I also don't appreciate the potty mouth, I'm sure your GOD wouldn't either.


----------



## ozzydiodude (Mar 20, 2009)

mgfcom I've been away a few days,how you piss in everybody cherro's? To have every top dog nipping at your throat, you must have thrown common sence out the window. The people that take the time to answer your questions have exp. in the area of your question. If you have documented proof post it! We are all here to learn from each other.


----------



## mgfcom (Mar 20, 2009)

you got it backwards, dude.  read all the posts in context.  who hijacked whose thread?  Who accepted as valid others' advice and experience, and simply asks that others don't belligerently berate flame and bash me for doing things differently?

RE:  proof - will not post here at this forum.  I will post the proof on another forum.  I have offered to send it privately via e-mail to a few select who have been nice?

And what makes a top dog?  the most posts here?  Those who have uploaded the most pictures?  That is nonsense.


----------



## The Effen Gee (Mar 20, 2009)

mgfcom said:
			
		

> RE:  proof - will not post here at this forum.  I will post the proof on another forum.  I have offered to send it privately via e-mail to a few select who have been nice?



Re: Re: Proof.

Post a link.

I think after what you have posted here you are obligated to prove SOMETHING at least...


----------



## lordhighlama (Mar 20, 2009)

hey mgfcom...

ostpicsworthless: 


I wanna see pics!


----------



## Hick (Mar 21, 2009)

...mgfcom.... 



> 14. You will, if asked by a representative of the Forums, cease posting any content, and/or links to content, deemed inappropriate by the staff of the Forums.


..As an official representative, I'm asking you now, to cease posting 100% false information. It is not only misleading to a new grower attempting to learn, but is counter productive to the healthy educational environment that we want to keep in tact here..


----------



## Rockster (Mar 21, 2009)

:yeahthat: Can't go around spouting nonsense like spontaneously created sub soil seedlings and general plant mutilation,male plant worship and other voodoo!

It's unwholesome!


----------



## POTUS (Mar 21, 2009)

Hick said:
			
		

> ...mgfcom...As an official representative, I'm asking you now, to cease posting 100% false information. It is not only misleading to a new grower attempting to learn, but is counter productive to the healthy educational environment that we want to keep in tact here..

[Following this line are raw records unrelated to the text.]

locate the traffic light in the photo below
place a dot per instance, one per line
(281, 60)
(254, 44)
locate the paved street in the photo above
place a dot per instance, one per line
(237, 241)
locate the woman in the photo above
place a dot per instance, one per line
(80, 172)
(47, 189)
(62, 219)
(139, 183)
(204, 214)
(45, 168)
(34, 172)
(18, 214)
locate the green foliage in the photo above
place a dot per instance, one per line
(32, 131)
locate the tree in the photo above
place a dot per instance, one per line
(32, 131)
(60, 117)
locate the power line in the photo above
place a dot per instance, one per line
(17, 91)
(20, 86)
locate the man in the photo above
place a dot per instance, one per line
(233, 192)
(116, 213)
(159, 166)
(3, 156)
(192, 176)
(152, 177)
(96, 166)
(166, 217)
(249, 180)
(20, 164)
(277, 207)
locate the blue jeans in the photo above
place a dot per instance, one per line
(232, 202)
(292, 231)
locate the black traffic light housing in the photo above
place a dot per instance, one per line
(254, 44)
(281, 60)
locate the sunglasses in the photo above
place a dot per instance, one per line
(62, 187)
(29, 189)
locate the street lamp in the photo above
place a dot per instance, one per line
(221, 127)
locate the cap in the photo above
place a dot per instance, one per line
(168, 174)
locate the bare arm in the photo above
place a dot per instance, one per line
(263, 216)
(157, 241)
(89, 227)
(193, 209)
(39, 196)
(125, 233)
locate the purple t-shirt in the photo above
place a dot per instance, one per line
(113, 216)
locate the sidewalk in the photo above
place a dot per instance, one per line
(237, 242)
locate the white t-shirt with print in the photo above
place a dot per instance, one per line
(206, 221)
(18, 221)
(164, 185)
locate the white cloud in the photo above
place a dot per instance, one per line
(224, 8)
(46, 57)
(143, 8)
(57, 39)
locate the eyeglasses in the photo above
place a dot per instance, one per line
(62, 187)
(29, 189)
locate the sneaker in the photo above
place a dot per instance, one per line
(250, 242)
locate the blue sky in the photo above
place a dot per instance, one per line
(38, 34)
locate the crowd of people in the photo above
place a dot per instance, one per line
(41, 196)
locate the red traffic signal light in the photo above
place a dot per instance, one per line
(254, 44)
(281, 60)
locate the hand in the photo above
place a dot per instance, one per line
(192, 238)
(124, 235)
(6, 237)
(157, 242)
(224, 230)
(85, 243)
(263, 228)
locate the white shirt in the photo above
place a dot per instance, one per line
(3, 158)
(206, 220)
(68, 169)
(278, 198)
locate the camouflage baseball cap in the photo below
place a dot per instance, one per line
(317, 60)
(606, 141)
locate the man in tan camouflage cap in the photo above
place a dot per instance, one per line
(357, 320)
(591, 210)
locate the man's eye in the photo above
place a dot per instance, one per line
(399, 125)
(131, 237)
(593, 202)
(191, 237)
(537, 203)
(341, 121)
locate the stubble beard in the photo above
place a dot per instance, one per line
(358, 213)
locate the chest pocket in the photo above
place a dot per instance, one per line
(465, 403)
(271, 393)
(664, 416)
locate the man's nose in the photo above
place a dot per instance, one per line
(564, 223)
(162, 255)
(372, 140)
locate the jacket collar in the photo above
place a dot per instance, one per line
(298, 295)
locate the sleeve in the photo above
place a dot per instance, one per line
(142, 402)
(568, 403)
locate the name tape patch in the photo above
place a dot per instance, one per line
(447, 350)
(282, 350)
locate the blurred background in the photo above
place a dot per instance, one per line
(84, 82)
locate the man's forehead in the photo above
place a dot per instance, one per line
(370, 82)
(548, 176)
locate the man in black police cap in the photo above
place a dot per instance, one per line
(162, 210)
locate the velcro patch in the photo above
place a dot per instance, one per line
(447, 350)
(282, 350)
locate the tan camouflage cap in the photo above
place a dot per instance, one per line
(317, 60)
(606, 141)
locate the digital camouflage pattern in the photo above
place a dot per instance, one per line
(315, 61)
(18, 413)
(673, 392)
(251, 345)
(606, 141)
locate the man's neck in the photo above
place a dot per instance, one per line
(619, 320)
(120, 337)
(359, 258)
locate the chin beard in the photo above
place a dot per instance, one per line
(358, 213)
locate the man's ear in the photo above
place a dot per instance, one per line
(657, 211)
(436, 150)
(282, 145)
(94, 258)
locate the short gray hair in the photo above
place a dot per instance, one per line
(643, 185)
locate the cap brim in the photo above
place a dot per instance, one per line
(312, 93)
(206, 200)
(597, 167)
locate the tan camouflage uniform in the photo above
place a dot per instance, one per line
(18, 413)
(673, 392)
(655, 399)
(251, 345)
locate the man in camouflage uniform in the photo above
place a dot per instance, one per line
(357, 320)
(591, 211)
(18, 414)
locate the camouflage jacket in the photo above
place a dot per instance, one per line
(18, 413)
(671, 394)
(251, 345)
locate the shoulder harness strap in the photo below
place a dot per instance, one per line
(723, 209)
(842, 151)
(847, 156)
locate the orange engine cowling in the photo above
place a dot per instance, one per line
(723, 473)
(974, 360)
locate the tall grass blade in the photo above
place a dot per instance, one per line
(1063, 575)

Hey Hick, thanks for the strong advice to our new MP member. mgfcom, your refusal to post what you say is your proof makes anyone who reads your posts wonder why an adult would spitefully deny the one thing that would prove their argument.

The other factor is the email thing. Everyone on this group is aware of the inherent dangers of sending their personal contact information to ANYONE. There really is no such thing as an anonymous email address. Most are sponsored in the west and contain records of true IP addresses that would link a person to their real home address and name if the cops want to use the info.

Please stop asking anyone on this group to provide you with their email address. It's not only against the rules here, but again, makes me wonder why you would want personal contact information with the growers here.

You've mentioned several things that just don't add up. You say you've grown "thousands of seedlings", but in another thread,  you mention having only grown one type of weed. You offer advice in still other threads that shows your lack of experience in growing.

I've held my tongue on this situation long enough. You've shown that you are a person who makes things up.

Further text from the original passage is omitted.